Prishvin’s subsequent travels were also reflected in his works: “Adam and Eve”, “Lake Krutoyaroye”, “Black Arab”, “At the Walls of the Invisible City”. In them he describes ordinary Russian people whom he met on his way.

In 1912-1914, a three-volume collection of the author was published by the publishing house “Znanie”: all works are united by the social and philosophical idea of ​​the eternal search for happiness.

During the First World War, the writer wrote front-line correspondence in the publications “Rech”, “Birzhevye Vedomosti” and “Russian Vedomosti”.

Soon after the Great October Revolution, Mikhail Prishvin lived for some period in the Oryol region, where he worked on research and taught.

In 1923, he published essays called “Shoes,” which raises the issue of revolution and art. The book “The Springs of Berendey” brought the writer to a new stage in the development of his creativity, in the center of the plot of which is the Earth. Also in the 20s, Mikhail began work on the autobiographical novel “Kashcheev’s Chain,” which he worked on until the end of his life.

In the 30s, Prishvin went traveling again. Based on materials collected during his travels, he writes the books “Undressed Spring”, “Berendeev’s Thicket”, “Caucasian Stories”, as well as prose poems “Phacelia” and “Forest Drops”. The pinnacle of Mikhail Prishvin’s literary works was the poem “Ginseng”.

Prishvin wrote a lot for children: his collections “Zhurka”, “The Beast Chipmunk”, “Golden Meadow”, “Grandfather’s Felt Boots” and “Pantry of the Sun” remain popular to this day.

In the first days of the World War, he writes the story “The Blue Dragonfly,” which expresses the author’s confidence in victory over the enemy. By 1943, “Stories about Leningrad Children” were published, where he praises the mothers of besieged Leningrad. A year later he writes “The Tale of Our Time,” also dedicated to sad events.

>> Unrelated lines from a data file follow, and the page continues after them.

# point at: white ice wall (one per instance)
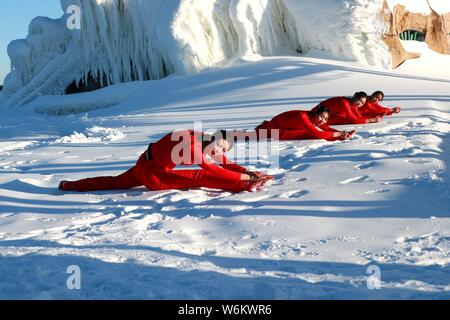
(125, 40)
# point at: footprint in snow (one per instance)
(367, 165)
(294, 194)
(356, 180)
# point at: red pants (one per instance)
(287, 134)
(155, 177)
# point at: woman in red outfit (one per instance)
(345, 110)
(155, 168)
(372, 108)
(300, 125)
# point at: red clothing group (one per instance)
(373, 109)
(159, 173)
(295, 125)
(342, 111)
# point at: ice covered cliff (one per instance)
(127, 40)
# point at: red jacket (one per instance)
(299, 120)
(373, 109)
(167, 154)
(342, 111)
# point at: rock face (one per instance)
(436, 28)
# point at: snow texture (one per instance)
(335, 209)
(127, 40)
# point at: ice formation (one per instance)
(128, 40)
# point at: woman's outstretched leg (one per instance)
(126, 180)
(186, 179)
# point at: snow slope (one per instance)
(336, 208)
(121, 41)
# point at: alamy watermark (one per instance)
(73, 21)
(374, 280)
(74, 280)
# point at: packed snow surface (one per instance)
(121, 41)
(337, 210)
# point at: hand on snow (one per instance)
(396, 110)
(346, 135)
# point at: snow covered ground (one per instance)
(336, 208)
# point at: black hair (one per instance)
(229, 136)
(360, 95)
(322, 109)
(378, 92)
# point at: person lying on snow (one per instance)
(299, 125)
(345, 110)
(372, 108)
(155, 169)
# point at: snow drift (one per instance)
(129, 40)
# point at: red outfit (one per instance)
(159, 174)
(342, 111)
(373, 109)
(296, 125)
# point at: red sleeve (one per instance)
(312, 129)
(325, 127)
(387, 111)
(212, 168)
(353, 115)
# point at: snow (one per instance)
(142, 40)
(336, 208)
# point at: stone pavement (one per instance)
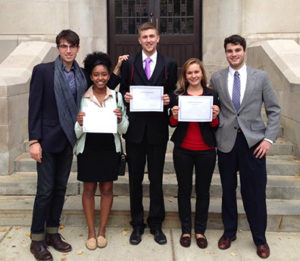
(15, 241)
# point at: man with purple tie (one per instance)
(147, 135)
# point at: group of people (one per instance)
(59, 96)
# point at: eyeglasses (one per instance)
(65, 47)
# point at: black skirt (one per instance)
(99, 160)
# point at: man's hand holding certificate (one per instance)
(146, 98)
(195, 108)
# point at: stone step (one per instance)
(278, 187)
(283, 215)
(284, 165)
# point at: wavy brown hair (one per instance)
(182, 83)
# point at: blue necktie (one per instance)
(236, 91)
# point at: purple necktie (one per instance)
(147, 67)
(236, 91)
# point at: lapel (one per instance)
(250, 83)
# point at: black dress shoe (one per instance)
(136, 236)
(263, 251)
(159, 236)
(201, 242)
(55, 240)
(185, 241)
(40, 251)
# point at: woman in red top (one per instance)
(194, 146)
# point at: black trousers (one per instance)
(137, 154)
(184, 162)
(253, 179)
(53, 174)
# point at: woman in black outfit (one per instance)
(194, 146)
(98, 153)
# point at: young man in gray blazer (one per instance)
(56, 89)
(243, 141)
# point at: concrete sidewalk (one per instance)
(15, 242)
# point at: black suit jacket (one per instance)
(149, 126)
(43, 120)
(208, 132)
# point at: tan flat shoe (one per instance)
(91, 243)
(101, 241)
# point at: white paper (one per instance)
(146, 98)
(99, 120)
(195, 108)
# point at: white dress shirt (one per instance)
(152, 63)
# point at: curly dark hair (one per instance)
(94, 59)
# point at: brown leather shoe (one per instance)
(201, 242)
(225, 242)
(263, 251)
(40, 251)
(185, 241)
(56, 241)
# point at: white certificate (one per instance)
(195, 108)
(99, 120)
(146, 98)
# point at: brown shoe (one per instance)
(225, 242)
(201, 242)
(263, 251)
(56, 241)
(185, 241)
(40, 251)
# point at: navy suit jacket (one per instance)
(43, 119)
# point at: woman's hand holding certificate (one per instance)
(195, 108)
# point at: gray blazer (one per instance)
(248, 118)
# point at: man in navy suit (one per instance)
(147, 135)
(56, 89)
(244, 141)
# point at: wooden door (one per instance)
(178, 21)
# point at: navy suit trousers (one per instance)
(253, 179)
(53, 174)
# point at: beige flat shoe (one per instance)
(91, 244)
(101, 241)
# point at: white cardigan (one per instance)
(109, 102)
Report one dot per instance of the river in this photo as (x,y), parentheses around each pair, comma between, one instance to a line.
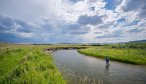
(80,69)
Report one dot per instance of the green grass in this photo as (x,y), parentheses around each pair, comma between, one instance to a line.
(126,55)
(28,65)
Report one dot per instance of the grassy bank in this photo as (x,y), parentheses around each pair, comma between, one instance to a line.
(28,65)
(126,55)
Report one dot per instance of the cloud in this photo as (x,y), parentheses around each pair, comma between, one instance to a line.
(114,34)
(60,21)
(137,6)
(16,27)
(89,20)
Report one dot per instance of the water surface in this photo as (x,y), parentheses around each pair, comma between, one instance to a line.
(81,69)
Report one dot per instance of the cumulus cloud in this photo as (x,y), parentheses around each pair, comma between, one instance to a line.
(93,20)
(55,21)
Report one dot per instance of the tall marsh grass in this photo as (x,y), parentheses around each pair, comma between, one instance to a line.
(28,66)
(126,55)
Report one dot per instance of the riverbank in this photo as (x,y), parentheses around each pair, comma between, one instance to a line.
(28,64)
(131,56)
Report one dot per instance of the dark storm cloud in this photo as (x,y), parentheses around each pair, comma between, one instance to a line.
(92,20)
(115,34)
(136,30)
(75,29)
(136,5)
(9,23)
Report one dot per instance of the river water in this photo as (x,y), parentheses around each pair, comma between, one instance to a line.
(80,69)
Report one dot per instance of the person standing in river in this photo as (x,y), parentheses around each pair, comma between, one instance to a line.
(107,61)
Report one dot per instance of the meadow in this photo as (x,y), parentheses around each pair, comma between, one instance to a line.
(27,64)
(132,53)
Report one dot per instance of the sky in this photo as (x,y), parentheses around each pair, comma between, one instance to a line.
(72,21)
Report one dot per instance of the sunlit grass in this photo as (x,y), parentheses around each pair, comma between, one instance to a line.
(28,66)
(127,55)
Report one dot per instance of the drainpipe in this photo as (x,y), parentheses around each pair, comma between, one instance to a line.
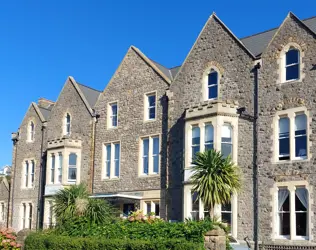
(41,185)
(15,144)
(254,119)
(93,143)
(255,156)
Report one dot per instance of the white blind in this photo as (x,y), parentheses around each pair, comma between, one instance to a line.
(300,122)
(284,125)
(227,131)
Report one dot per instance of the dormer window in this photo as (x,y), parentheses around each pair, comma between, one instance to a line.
(67,124)
(31,131)
(292,64)
(212,84)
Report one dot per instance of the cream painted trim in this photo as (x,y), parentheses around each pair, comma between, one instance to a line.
(109,114)
(205,82)
(112,163)
(187,205)
(291,186)
(146,114)
(282,64)
(150,162)
(290,113)
(30,184)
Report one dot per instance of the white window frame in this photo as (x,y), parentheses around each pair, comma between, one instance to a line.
(291,114)
(2,211)
(31,131)
(283,66)
(67,124)
(291,186)
(206,86)
(112,160)
(28,176)
(150,156)
(152,204)
(110,115)
(147,107)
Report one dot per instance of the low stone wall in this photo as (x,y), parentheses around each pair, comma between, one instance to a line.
(215,240)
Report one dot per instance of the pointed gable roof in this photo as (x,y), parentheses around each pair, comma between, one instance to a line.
(259,42)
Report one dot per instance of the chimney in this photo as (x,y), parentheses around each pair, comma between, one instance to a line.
(44,103)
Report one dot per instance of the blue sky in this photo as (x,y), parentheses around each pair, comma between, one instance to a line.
(43,42)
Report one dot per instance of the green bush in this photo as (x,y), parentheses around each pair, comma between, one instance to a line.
(159,230)
(40,241)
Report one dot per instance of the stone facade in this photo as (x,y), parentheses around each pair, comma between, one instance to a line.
(182,102)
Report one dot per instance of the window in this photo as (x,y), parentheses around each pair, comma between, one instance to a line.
(52,169)
(292,64)
(284,138)
(150,155)
(112,160)
(113,121)
(300,136)
(31,131)
(72,167)
(227,214)
(286,207)
(26,175)
(151,207)
(2,211)
(209,137)
(195,210)
(23,215)
(67,124)
(212,84)
(60,168)
(195,141)
(227,144)
(292,139)
(30,215)
(150,106)
(29,172)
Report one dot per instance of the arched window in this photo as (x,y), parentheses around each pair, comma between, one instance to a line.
(212,84)
(31,131)
(227,143)
(67,124)
(292,64)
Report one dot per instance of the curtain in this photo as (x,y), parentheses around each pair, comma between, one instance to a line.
(302,195)
(282,195)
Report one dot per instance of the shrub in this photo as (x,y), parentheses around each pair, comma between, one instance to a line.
(39,241)
(8,240)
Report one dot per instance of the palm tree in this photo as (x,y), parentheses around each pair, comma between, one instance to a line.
(74,202)
(214,178)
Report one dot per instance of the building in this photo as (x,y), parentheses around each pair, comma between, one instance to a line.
(133,143)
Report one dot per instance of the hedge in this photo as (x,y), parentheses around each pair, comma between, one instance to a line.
(40,241)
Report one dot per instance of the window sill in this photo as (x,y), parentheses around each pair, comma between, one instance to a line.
(111,179)
(292,161)
(148,175)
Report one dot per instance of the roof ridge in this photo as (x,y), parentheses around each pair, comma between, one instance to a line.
(262,32)
(88,87)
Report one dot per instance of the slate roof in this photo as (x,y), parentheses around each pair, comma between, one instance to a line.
(258,42)
(169,72)
(45,112)
(90,94)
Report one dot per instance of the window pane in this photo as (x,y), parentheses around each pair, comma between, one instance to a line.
(292,56)
(212,78)
(284,222)
(292,72)
(73,159)
(117,160)
(212,92)
(72,174)
(108,160)
(209,137)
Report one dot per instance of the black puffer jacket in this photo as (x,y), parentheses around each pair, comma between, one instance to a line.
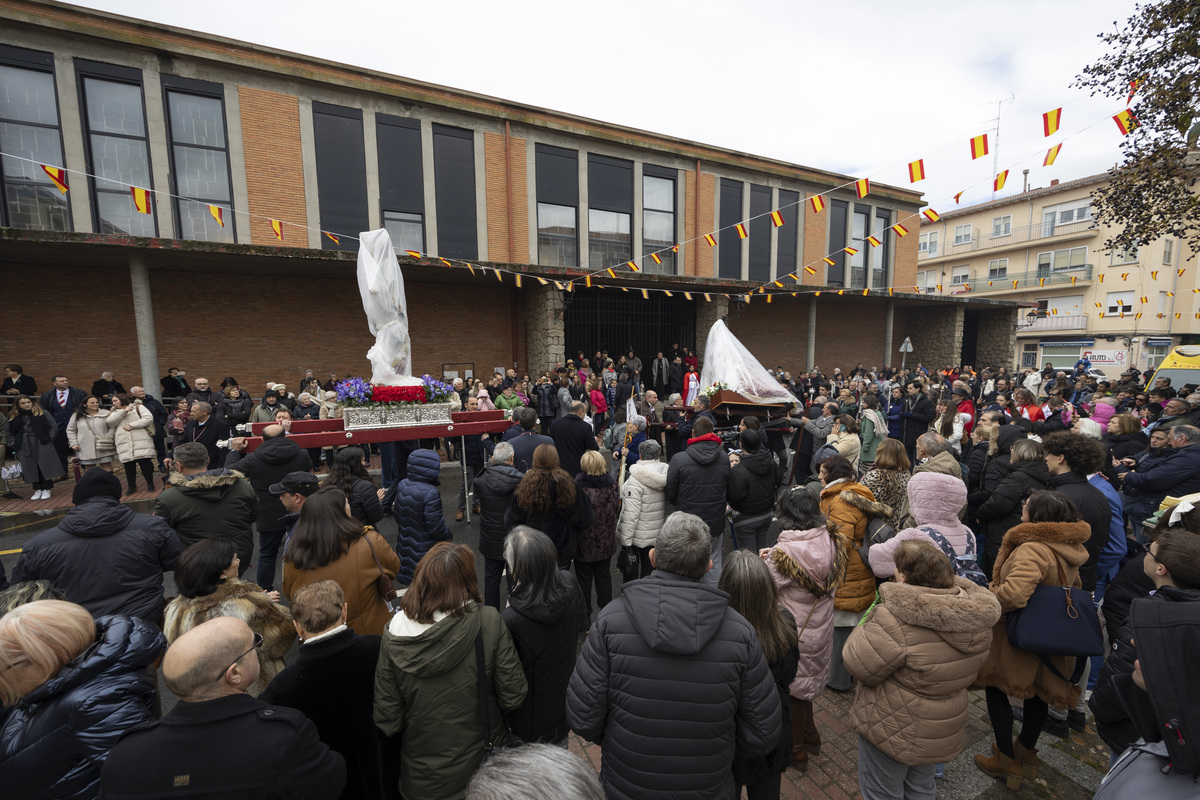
(671,669)
(753,483)
(546,636)
(267,465)
(697,481)
(106,557)
(54,741)
(493,493)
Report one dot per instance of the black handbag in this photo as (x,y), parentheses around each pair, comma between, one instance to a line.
(508,739)
(1057,621)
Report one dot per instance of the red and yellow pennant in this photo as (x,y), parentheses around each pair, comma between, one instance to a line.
(978,146)
(1126,121)
(1050,121)
(58,176)
(141,199)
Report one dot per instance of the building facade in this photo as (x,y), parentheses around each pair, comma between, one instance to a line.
(216,190)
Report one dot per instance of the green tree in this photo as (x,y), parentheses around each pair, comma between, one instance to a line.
(1152,191)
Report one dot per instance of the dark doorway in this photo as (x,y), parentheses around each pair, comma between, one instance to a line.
(613,320)
(970,337)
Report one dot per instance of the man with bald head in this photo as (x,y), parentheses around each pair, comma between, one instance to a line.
(269,464)
(219,741)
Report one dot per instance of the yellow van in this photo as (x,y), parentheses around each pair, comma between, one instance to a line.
(1181,365)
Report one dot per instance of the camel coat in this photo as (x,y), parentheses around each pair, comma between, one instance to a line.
(847,505)
(137,443)
(1026,560)
(355,572)
(915,657)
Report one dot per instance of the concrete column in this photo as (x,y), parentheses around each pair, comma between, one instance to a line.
(143,319)
(811,344)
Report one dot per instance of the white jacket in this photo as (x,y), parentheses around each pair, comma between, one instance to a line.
(643,506)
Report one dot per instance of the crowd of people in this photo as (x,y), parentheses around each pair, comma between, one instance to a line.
(917,511)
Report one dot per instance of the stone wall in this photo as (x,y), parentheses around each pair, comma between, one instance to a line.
(544,317)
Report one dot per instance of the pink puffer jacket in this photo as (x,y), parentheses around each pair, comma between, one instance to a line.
(935,500)
(808,567)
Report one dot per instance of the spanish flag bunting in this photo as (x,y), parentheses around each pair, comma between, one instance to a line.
(58,176)
(1050,121)
(141,199)
(1126,121)
(978,146)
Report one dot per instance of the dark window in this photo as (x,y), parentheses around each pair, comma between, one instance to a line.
(760,233)
(118,151)
(558,205)
(29,128)
(789,208)
(454,185)
(341,174)
(199,158)
(658,218)
(730,257)
(401,181)
(835,275)
(610,211)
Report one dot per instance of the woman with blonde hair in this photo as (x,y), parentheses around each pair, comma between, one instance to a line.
(70,686)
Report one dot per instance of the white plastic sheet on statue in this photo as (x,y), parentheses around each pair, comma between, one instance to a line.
(729,361)
(382,287)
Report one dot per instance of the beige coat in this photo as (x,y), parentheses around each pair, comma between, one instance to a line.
(1026,560)
(91,434)
(136,443)
(915,657)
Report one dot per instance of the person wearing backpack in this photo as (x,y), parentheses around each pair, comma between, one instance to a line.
(1045,549)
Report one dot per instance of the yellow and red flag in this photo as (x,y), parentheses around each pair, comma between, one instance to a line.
(1050,121)
(141,199)
(58,176)
(1126,121)
(978,146)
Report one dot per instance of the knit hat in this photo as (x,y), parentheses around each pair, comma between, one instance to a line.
(96,483)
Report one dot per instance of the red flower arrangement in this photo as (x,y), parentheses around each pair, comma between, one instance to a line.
(399,395)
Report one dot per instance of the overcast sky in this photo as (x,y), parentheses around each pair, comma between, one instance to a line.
(855,86)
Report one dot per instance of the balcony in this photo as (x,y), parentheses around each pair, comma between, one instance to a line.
(983,239)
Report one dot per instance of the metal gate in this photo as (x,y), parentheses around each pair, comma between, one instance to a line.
(616,320)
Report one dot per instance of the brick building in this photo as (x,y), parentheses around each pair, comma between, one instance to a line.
(207,122)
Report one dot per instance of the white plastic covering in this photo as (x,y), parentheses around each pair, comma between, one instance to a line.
(729,361)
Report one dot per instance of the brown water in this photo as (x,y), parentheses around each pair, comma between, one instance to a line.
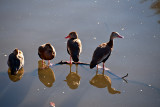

Mikhail devotes his old age to diaries, intending to publish them in a separate book. He also finishes working on the fairy tale novel “Osudareva Road” and finishes the fairy tale story “Ship Thicket”. The last written works were the result of Prishvin’s creative quest.

Mikhail Mikhailovich died in Moscow in 1854.

How many talented authors the city of Oryol has produced: the Oryol writers, to whom so many museums in the city are dedicated, are a real legend of these parts. Just as famous authors remembered their homeland, so it still preserves the memory of the great minds born on these lands. Some of the writers deserve a separate museum, but history is also carefully preserved by the Oryol Writers Museum in Oryol, which forever cemented the memory of its talented fellow countrymen.